Month: July 2006

Albert’s scripting telnet tool

Ages ago, back in Sept 2003 I was looking for a scripting telnet program, something along the lines of expect. I was able to find some software from WorldsEnd, but at the time the one that kept coming up in google was by Albert Yale but his software wasn’t actually available anywhere. However, yesterday I got a tipoff that you can download Albert’s software from Gerald Bonne and this software was also mentioned in the latest In The Trenches – whilst listening I thought to myself – I’ve covered that before. I didn’t realise how long ago it was.
On another ITT know – Microsoft have purchased Wininternals – the company that produces the excellent sysinternals “free” software and the no-so-free administrators pak.

Zooomr is back

Well Zooomr is back at last – It’s been out of action since last Thursday as they prepared their upgrade and then got hit by a DOS attack. I was beginning to wonder if the whole thing was a hoax dreamed up by flickr so that anyone who was thinking of defecting would stay with flickr 😉 (thats a joke Mr Lawyer man). Anyway, they are now back online but the site must still be under stress as it is really really slow – must have taken about 45 seconds to load the front page for me.

Nmap scripting.

I’ve toyed with nmap tonight to try and speed up some scripting across the lan scripts – currently I have a script that copies files across the lan, by checking each ip in turn to see if the machine is there and then copies it across – it’s very laborious and slow – I started it at 6pm tonight and it’s still running now at 10.24pm (It copies 3*100mb files across the lan).
I think by using nmap to ping sweep the lan and feed the results to a loop batch file it’ll be much quicker.
The nmap and dos script is this :-

nmap -sP 192.168.98.0/24 -oG pclist.txt
for /F “skip=2 tokens=2” %%i in (‘find “Status: Up” pclist.txt’) do echo %%i is alive!

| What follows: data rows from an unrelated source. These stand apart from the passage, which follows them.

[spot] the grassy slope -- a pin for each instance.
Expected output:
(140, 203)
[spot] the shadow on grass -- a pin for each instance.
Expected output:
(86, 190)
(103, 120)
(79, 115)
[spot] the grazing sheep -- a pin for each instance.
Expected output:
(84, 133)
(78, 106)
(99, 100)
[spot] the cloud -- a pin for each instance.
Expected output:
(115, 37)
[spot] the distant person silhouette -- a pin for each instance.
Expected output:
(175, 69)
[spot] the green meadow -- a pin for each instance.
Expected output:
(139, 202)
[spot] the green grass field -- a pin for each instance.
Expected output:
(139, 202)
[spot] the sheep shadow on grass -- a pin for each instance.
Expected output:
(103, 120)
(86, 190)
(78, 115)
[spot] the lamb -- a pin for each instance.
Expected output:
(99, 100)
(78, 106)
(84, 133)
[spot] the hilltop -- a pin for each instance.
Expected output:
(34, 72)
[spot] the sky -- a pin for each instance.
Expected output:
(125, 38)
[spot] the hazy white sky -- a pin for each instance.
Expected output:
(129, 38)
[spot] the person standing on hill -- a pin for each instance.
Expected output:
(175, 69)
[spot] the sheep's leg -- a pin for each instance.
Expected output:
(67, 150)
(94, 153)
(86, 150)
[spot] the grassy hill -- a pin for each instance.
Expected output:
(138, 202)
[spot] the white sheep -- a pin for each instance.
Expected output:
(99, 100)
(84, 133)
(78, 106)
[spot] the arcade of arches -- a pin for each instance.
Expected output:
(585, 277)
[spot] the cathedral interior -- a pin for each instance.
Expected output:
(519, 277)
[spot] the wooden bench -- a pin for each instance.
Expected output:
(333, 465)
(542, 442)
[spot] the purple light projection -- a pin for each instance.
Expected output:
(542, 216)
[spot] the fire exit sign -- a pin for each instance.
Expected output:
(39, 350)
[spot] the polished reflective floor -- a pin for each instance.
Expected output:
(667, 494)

Just replace the echo bit with the command you want to run.

Angel Food Cake

I had my first ever portion of Angel Food Cake tonight – VERY nice. Unfortunately Kristen took some for herself and then left the cake bowl on the table next to me…it’s now empty – how was I supposed to know that you are not meant to eat that much when it is so nice and very light that it doesn’t feel like you’ve eaten too much?

Garmin find functions in City Select

Garmin really ought to put some more work into their search functions within City Select/Navigator. In order to find the address 123 N Main St, Marysville, Ohio you actually need to search for “Main” and then scroll down through the many choices until you get to N Main St. At that point it will then be able to find this particular address. However, if you try to search for N Main Street it will not find any results for 123 N Main St. How weird is that? The GPS works in a similar way but you can also include the city to search for if you use the menu option to include city filtering (well worth switching on as I later found out!)
Incidentally the address I just gave is not where I needed to be which is a music shop.
However, I do like the City Select better than the City Navigator as you have much smaller map segments – which now means I have loaded all the surrounding area of Columbus onto the 24mb memory instead of being limited to 25% of ohio, most of which I’d never go to.

Garmin support pt2.

I finally managed to get hold of Garmin on Friday afternoon and found out the reason I was having the problem is that the licence code for the software (and the outer packing) was for Garmin City Select. However the dvd was for Garmin City Navigator. Therefore the activation code did not match the software and that is why it didn’t work – it would have been nice if it had told me that. I had to wait about 20 minutes on hold first thing Friday morning but apparently first thing is the best time to ring them. The annoying thing was that I didn’t realise that it was first thing (8am) CENTRAL time – so I had to wait an extra hour before ringing them. Fortunately I had some work that I could do whilst hanging on the phone.

Garmin support =not good.

I posted this on my caching blog – Not very happy with Garmin at the moment….

The Legend GPS arrived last night and I eagerly tried to install the software – installing the software on the computer worked great – unfortunately the product activation does not work and I can’t install the maps to the gps. The activation runs through the process, tells me there is an unlock code, but doesn’t actually unlock it. Garmin’s phone support is only open 8-5 – whilst I am working which is useless if they want me to try various things on the computer as I’m not going to be there.
I managed to get lunch at home today so called them – there’s currently a 30 minute wait. So I thought i’d email them – their autoreply on the website states that the response time is 5-7 business days! What sort of response is that to customers? I’ve purchased software that i want to use NOW – not next week.
If you are going to do product activation like Microsoft does, then at least have the support to provide activation 24/7 so your customers can use something they have paid for.